Details on the software that these governmental agencies have replaced with Linux and IBM hardware were not immediately available. But these latest Linux moves come a year after the German government said it was moving to standardize on Linux and an open-source IT model at the federal, state and local levels. As part of this move, the government signed a non-exclusive contract with IBM that would facilitate moving its agencies to Linux and helping develop innovative IT solutions based on open standards. More than 500 agencies throughout the country have signed up for the service, Corsini said.
Todays moves also follow an agency-wide memo recently issued by the chief information officer of the U.S. Department of Defense (DOD) outlining the departments policy on acquiring, using and developing open-source software, including Linux.

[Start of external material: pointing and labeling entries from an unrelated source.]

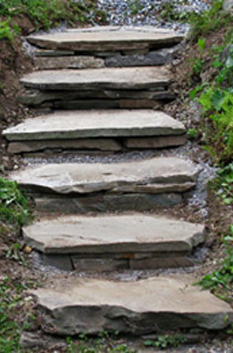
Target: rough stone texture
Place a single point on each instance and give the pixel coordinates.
(95, 124)
(99, 265)
(113, 234)
(53, 53)
(157, 263)
(106, 203)
(153, 176)
(153, 58)
(109, 39)
(68, 62)
(92, 306)
(114, 98)
(155, 142)
(97, 79)
(61, 262)
(62, 145)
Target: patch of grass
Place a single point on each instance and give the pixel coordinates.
(221, 280)
(166, 341)
(11, 303)
(103, 344)
(223, 184)
(45, 14)
(14, 206)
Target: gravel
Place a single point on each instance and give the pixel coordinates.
(146, 12)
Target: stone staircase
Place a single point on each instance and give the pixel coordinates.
(92, 215)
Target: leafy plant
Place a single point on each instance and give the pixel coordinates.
(5, 31)
(11, 301)
(14, 206)
(45, 14)
(224, 184)
(221, 280)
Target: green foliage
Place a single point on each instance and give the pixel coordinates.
(221, 281)
(14, 206)
(45, 14)
(224, 184)
(11, 301)
(193, 134)
(104, 343)
(216, 100)
(5, 31)
(198, 62)
(167, 341)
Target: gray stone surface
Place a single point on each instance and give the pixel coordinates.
(99, 265)
(106, 202)
(97, 79)
(153, 58)
(53, 53)
(155, 142)
(64, 145)
(113, 234)
(92, 306)
(109, 39)
(95, 124)
(68, 62)
(152, 176)
(61, 262)
(157, 263)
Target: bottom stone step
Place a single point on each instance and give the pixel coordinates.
(75, 306)
(106, 243)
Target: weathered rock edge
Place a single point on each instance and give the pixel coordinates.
(107, 39)
(157, 304)
(137, 78)
(95, 124)
(113, 234)
(152, 176)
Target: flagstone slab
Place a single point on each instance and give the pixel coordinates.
(113, 234)
(152, 176)
(96, 79)
(73, 306)
(68, 62)
(95, 124)
(106, 39)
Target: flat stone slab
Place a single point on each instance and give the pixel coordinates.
(152, 176)
(92, 306)
(106, 39)
(96, 79)
(113, 234)
(95, 124)
(68, 62)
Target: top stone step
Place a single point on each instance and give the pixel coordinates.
(107, 39)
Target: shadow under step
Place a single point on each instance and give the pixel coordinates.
(108, 88)
(107, 243)
(101, 187)
(113, 131)
(73, 306)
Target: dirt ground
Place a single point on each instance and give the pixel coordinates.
(13, 64)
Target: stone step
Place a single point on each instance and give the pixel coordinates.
(125, 88)
(107, 39)
(135, 185)
(73, 306)
(105, 243)
(104, 130)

The formal DOD approval follows a January report that identified 115 open-source applications and more than 250 open-source projects already in process at the department.
In Beijing, a city government official this week also announced Beijings intent to increase its use of Linux for upcoming IT projects and follows the recent opening of Beijings new Linux Research Center, run in partnership with IBM, to help local companies improve Linux skills and develop applications that run on Linux.
“This weeks announcements are more evidence that Linux and an open approach to computing is a powerful alternative to proprietary systems. Worldwide, thousands of customers—including government agencies in France, Spain, UK, Australia, Mexico, the United States and Japan—have now embraced Linux,” Corsini concluded.